ノンストップ シュガー


目が覚めると隣にねるがいる。

ねるの顔に差しているカーテンから漏れた柔い光。白い肩にかかる黒く長く綺麗な髪。肌に滑るシーツのざらつきが、昨日の夜を思い出させた。


ベットから足を出し、最近買ったスリッパを履いて洗面所へ向かう。もう10月の半ば、少し肌寒い。


音を響かせないように蛇口を少しだけ上にあげ、コップに水を汲んだ。青色の歯ブラシを見つめながら、カシャカシャと音を立てて歯を磨く。


夢じゃなかったんだ。


歯を磨いたら、キスの感触を忘れてしまいそうで少し嫌だ。そう思いながらも、自然と口角が上がってきてしまう。

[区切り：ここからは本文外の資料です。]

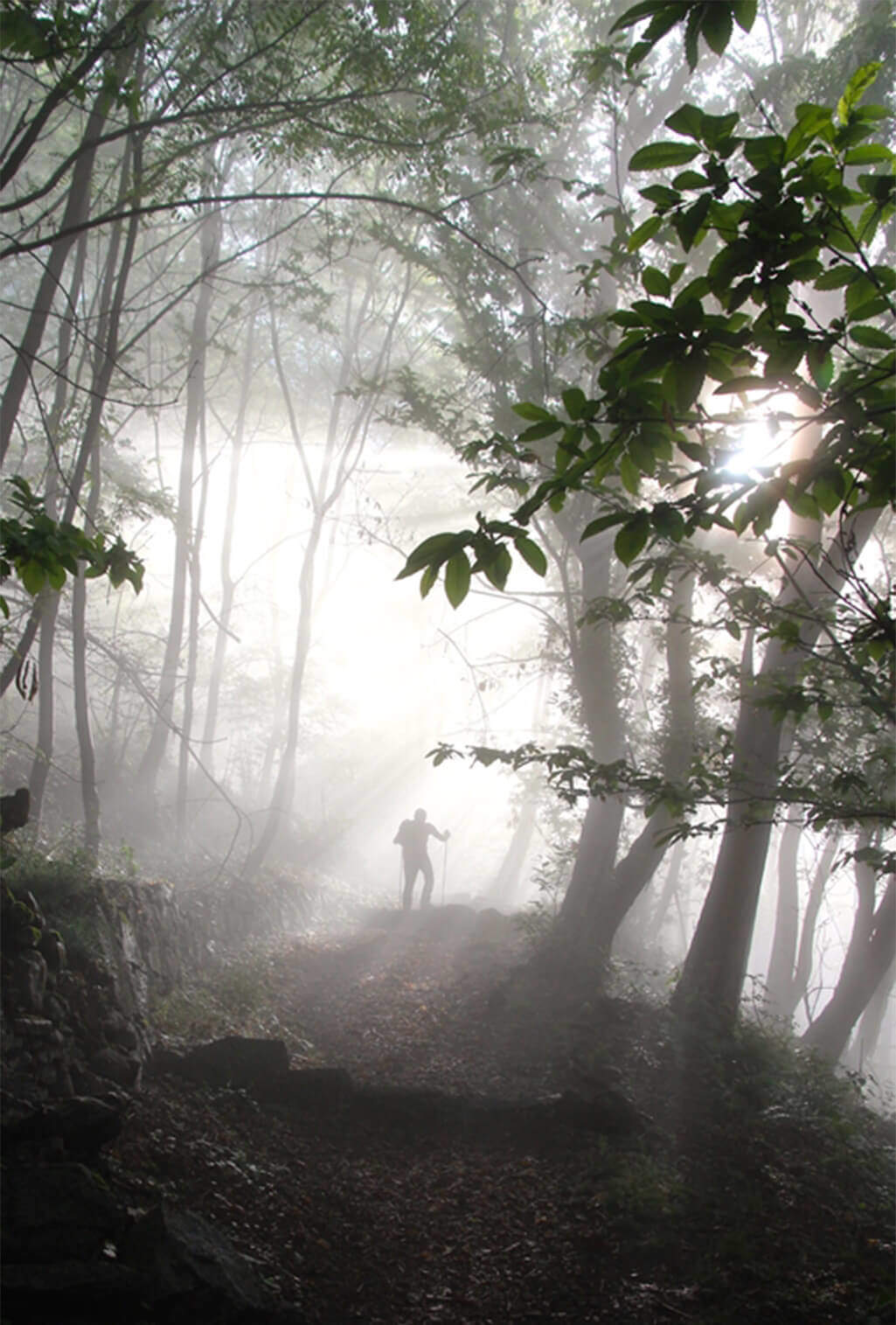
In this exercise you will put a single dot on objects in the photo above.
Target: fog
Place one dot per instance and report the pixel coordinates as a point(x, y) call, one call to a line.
point(303, 354)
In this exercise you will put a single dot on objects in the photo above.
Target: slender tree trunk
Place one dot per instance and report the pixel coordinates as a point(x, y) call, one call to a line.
point(76, 213)
point(631, 875)
point(716, 964)
point(342, 452)
point(192, 632)
point(594, 669)
point(48, 603)
point(163, 722)
point(787, 921)
point(281, 805)
point(108, 336)
point(865, 969)
point(803, 967)
point(865, 1043)
point(664, 900)
point(504, 888)
point(228, 586)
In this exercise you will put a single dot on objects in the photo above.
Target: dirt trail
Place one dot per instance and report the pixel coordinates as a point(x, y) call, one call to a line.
point(437, 1211)
point(393, 1227)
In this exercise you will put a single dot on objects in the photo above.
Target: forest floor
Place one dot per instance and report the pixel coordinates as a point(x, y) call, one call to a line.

ふと鏡を見ると、後ろのドアからひょこっと顔を出すねるが映っていた。太ももに少しかかる丈の薄いキャミをスッポリと着ている。

「なににやけとるん?やーらし」
「…ねるには言われたくない」

歯磨き粉の泡のせいで、もごもごと言葉にならない。

「何言っとるかわからん〜」

そう言いながらも青色の歯ブラシを手に持ち、ねるもにやけ出した。


そんな時間がすごい愛おしくて。
ほらまた。好きな理由がひとつ増えた。



「ねぇ。ご飯かパン。どっちがいい?」
キッチンへと続く引き戸を開けながら聞く。

「え〜、ん〜」

どうしよう、とねるは言いながら、水で口をゆすいだ。蛇口から流れ出る水が少しうるさい。


「まだ時間あるし、ベッド戻ろう?」


質問の答えになってない返答。
そんなところも可愛いなってなるから、惚れた弱みとはこういうこと。


ーーーーーーーーーーーーーー



二人で寝るには少し窮屈なベッド。
触れる素肌があったかい。


朝の光が満ちる部屋に、少し掠れた歌声が響いた。

小さく開かれた唇。
喉に絡んだ声。


「なんて曲なの?」

「今の私の気持ち」


そう言い、ねるは私の指を絡め取った。


「何それ教えてよ」

「分かんなくていいよ」


ねるは、私の指をゆっくりと優しく撫でた。
口ずさんだその歌が、耳に残る。




「大好き」


そう言って、ねるは腰に腕を回して抱きついた。
あなたの一言で、一日が変わるの。

金木犀の香り。嗅ぎ慣れた匂いのはずなのに、いつもとは違うように感じた。


「いきなりどうしたの?」

ねるを覆うように、抱きしめた。

どうにかなってしまいそうで。
もうどうにでもなれって思って。


見えない心が愛おしい。


ねるを抱きしめている腕を緩め、そのまま柔らかい頬を両手で包み、ゆっくりとキスをした。軽いリップ音が部屋に響く。

ねるの唇の感触に、狂おしい愛おしさ、恥ずかしさが湧き出る。伏せた瞼をあげると、ねるは柔らかな黒い瞳でこちらに目線を合わせた。

すると、後頭部にねるの手がまわった。気がつくともう既に、主導権はねるに奪われていた。

唇で唇をこじ開け、探し当てた舌を舌でゆっくり絡める。ねるの息遣いが近くで聞こえ、感じた。胸の動悸が速まり、呼吸が荒く乱れる。

息が浅い。ねるの体温がこれ以上無いくらい熱くて、近くてこのまま溶けてしまうんじゃないかなって心配になった。

目の前がふわふわして、甘ったるい呼吸困難に夢を見た。



「…かわい」

「…もう、ねるやだ〜」

「それでも、全部受け止めてくれるんでしょ?」


なんて嬉しそうに笑うから、私も一緒に笑うの。



ーーーーーーーーーーーーーー


「理佐寝癖ひどくない?」


そう言って、跳ねた髪を撫でながら笑うねる。


「行ってらっしゃい」

忙しい朝が、ねるを連れていく。
小さくバイバイ、と手を振る。

明日もねるの笑顔が見れますように、と手を振る。